Pragmatic Tradeoffs and Where Things Break

This architecture is powerful, but complex systems have complex failure modes.

Scale and the "Hairball" Problem: The biggest challenge at scale is the emergence of massive, densely connected components in the graph. The classic example is a university computer lab IP address or a corporate NAT gateway linking thousands of unrelated student or employee profiles into a single, monstrous "hairball." This can cause catastrophic over-merging. The resolution process must include heuristics to identify and down-weight these "promiscuous" identifiers.

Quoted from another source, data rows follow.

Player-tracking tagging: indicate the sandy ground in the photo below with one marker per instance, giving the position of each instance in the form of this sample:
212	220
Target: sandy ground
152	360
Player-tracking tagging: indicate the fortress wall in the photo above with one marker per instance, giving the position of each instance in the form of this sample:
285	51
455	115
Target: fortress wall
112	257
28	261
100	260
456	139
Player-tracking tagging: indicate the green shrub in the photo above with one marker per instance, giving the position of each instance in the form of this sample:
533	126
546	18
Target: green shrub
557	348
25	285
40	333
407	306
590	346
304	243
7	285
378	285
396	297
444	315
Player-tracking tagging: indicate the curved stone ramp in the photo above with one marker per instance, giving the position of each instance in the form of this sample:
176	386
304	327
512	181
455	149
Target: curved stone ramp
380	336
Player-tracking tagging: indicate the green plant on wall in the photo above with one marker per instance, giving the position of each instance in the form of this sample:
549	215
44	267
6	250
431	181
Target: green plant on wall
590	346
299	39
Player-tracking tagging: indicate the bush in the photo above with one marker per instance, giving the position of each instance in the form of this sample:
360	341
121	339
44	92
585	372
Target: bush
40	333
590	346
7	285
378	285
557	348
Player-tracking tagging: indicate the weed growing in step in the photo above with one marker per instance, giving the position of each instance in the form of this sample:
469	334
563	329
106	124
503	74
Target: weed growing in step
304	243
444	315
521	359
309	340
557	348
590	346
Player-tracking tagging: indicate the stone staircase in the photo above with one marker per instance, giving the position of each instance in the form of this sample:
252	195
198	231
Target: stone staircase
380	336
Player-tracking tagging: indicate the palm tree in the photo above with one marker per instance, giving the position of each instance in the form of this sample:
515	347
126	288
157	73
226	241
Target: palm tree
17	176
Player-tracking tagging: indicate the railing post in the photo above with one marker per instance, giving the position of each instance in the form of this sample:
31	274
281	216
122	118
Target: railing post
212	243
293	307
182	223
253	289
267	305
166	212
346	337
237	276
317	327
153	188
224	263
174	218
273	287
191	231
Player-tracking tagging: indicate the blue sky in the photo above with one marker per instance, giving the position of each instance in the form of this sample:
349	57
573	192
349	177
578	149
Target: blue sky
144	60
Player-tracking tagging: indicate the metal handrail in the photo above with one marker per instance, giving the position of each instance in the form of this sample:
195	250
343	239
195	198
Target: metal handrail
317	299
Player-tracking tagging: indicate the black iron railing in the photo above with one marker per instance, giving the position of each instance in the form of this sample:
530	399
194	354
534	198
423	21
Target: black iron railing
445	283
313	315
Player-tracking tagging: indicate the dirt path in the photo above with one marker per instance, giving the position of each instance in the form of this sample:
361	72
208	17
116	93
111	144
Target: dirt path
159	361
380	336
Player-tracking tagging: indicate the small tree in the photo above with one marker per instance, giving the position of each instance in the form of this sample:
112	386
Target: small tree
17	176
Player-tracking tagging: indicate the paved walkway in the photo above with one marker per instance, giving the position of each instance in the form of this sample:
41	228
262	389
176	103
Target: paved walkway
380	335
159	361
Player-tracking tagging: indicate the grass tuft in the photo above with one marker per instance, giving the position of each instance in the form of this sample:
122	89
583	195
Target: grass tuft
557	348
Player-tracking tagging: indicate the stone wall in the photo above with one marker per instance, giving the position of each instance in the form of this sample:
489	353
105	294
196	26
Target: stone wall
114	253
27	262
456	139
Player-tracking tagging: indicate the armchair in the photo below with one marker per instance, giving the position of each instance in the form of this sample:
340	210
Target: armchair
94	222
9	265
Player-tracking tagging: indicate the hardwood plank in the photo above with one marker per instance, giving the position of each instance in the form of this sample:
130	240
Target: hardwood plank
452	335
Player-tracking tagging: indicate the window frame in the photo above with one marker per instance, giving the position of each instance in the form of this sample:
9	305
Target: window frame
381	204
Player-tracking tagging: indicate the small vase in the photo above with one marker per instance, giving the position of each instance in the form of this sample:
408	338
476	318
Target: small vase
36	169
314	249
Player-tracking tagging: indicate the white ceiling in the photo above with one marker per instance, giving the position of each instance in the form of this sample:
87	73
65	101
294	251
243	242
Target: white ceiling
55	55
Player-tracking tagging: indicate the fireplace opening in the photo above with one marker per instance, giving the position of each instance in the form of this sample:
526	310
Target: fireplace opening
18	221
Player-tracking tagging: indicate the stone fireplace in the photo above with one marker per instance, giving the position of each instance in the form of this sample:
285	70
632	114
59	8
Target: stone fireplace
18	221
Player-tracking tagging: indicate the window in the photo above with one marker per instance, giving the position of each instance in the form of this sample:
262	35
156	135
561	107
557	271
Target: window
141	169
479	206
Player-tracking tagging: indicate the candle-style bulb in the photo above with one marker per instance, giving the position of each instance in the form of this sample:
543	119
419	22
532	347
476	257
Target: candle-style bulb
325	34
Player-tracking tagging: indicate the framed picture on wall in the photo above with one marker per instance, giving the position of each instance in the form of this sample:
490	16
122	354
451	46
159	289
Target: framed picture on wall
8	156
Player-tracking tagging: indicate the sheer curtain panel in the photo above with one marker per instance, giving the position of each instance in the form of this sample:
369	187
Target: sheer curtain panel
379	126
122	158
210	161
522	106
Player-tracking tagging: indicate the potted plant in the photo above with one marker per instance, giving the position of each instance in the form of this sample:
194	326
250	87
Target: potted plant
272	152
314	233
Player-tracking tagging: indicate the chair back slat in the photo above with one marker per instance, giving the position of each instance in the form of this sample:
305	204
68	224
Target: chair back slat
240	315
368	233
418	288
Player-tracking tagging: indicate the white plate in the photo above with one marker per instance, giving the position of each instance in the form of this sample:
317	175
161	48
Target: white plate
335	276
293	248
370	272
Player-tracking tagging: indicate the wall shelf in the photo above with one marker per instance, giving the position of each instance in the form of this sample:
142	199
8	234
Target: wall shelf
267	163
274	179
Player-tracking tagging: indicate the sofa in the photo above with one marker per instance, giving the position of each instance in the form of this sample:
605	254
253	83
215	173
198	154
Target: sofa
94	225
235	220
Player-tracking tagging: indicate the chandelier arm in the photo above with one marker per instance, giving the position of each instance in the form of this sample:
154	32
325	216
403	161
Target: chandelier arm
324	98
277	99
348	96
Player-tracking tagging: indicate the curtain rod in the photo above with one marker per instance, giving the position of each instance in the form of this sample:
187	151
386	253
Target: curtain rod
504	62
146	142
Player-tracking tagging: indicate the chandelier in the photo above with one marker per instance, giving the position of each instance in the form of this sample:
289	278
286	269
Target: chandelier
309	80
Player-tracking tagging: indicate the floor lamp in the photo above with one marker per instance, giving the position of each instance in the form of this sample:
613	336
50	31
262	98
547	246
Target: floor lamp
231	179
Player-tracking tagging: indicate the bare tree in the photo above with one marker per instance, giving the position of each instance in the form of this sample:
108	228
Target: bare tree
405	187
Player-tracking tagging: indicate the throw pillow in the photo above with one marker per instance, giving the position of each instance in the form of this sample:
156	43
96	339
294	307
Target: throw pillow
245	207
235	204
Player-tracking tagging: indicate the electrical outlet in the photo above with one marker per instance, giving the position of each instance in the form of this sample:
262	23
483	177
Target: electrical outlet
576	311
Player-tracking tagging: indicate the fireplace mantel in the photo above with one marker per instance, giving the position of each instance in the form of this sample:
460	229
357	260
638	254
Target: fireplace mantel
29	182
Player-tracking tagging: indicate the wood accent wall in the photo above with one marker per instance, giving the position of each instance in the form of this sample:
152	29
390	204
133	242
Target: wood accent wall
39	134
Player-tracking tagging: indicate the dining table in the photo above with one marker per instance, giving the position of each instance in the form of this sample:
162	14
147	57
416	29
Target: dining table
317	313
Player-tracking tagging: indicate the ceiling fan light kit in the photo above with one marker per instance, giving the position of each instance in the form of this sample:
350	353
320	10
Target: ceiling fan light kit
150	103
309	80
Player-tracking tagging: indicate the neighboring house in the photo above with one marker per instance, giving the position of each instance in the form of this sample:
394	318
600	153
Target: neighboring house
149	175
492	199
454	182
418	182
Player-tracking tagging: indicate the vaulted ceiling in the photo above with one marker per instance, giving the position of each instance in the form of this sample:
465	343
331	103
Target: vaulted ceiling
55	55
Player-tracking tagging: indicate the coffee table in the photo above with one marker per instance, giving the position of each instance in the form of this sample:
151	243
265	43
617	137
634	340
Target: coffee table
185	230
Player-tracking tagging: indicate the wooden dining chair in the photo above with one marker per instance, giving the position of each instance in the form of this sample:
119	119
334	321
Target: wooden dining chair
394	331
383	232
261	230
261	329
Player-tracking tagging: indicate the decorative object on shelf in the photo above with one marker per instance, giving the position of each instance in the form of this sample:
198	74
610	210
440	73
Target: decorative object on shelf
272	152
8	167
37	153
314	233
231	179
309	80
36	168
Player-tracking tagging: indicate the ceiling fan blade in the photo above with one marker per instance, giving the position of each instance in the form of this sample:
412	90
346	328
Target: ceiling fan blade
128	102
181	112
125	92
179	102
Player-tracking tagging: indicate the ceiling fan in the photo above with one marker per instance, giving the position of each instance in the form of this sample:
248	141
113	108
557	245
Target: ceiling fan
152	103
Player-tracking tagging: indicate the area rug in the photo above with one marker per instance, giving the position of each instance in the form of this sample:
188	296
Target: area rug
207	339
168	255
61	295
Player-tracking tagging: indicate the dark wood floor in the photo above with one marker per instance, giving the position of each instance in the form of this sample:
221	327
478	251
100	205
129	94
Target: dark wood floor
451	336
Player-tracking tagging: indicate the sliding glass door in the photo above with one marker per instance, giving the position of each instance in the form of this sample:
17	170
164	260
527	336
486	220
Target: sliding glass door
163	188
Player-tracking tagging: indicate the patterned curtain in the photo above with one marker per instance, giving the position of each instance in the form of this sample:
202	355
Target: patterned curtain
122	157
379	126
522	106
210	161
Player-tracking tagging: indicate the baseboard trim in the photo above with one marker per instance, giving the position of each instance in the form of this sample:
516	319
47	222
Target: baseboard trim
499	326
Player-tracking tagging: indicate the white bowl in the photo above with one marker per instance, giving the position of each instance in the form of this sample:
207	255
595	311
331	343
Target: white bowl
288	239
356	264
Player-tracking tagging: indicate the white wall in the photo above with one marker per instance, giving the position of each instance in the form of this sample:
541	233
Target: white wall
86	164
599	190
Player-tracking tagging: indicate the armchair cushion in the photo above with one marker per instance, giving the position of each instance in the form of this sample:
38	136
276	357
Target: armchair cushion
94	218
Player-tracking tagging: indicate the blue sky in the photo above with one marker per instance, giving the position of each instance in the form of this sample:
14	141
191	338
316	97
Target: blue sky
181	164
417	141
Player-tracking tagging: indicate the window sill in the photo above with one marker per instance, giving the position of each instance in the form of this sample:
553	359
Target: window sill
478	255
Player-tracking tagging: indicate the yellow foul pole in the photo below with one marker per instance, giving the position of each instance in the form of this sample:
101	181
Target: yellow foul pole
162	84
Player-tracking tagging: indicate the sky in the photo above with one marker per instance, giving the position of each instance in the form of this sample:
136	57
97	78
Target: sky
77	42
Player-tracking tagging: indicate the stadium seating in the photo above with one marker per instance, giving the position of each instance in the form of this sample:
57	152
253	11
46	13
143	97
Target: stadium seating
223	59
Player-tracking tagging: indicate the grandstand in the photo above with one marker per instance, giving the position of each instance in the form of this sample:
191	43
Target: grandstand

Graph processing itself also becomes computationally expensive, potentially requiring specialized engines or careful partitioning strategies.

The Human-in-the-Loop Imperative: No automated system will be 100% accurate. The cost of a false positive (incorrectly merging two distinct people) is often far higher than a false negative (failing to merge two profiles of the same person). This mandates a human-in-the-loop workflow. The system must surface low-confidence merges to a data steward via an internal tool. This tool needs to visualize the evidence for a potential merge and allow a human to confirm or deny it. The steward's decision is then fed back into the system as a high-weight, ground-truth edge, improving future resolutions. This feedback loop is not a "nice-to-have"; it is a core component of a correct system.

Correctness vs. Latency: The dual batch/real-time path (Lambda architecture) is a classic tradeoff. The real-time path is fast but can make mistakes based on incomplete information. The batch path is slow but more accurate. The system must be designed to handle this eventual consistency, ensuring that the batch process can correct any errors made by the streaming component. The UI must also be clear about the confidence of its assertions, perhaps flagging profiles that have been recently updated but not yet confirmed by the batch process.

Closing Reflection

Building an identity resolution system is less about wrangling big data and more about modeling a fundamentally fuzzy concept—human identity—with deterministic code. The engineering isn't just in the choice of scalable tools, but in the careful design of the data model, the statistical heuristics, and the critical escape hatches that allow for human judgment. The most robust systems are not those that claim perfect accuracy, but those that acknowledge the inherent uncertainty of the task and provide the tools to manage it.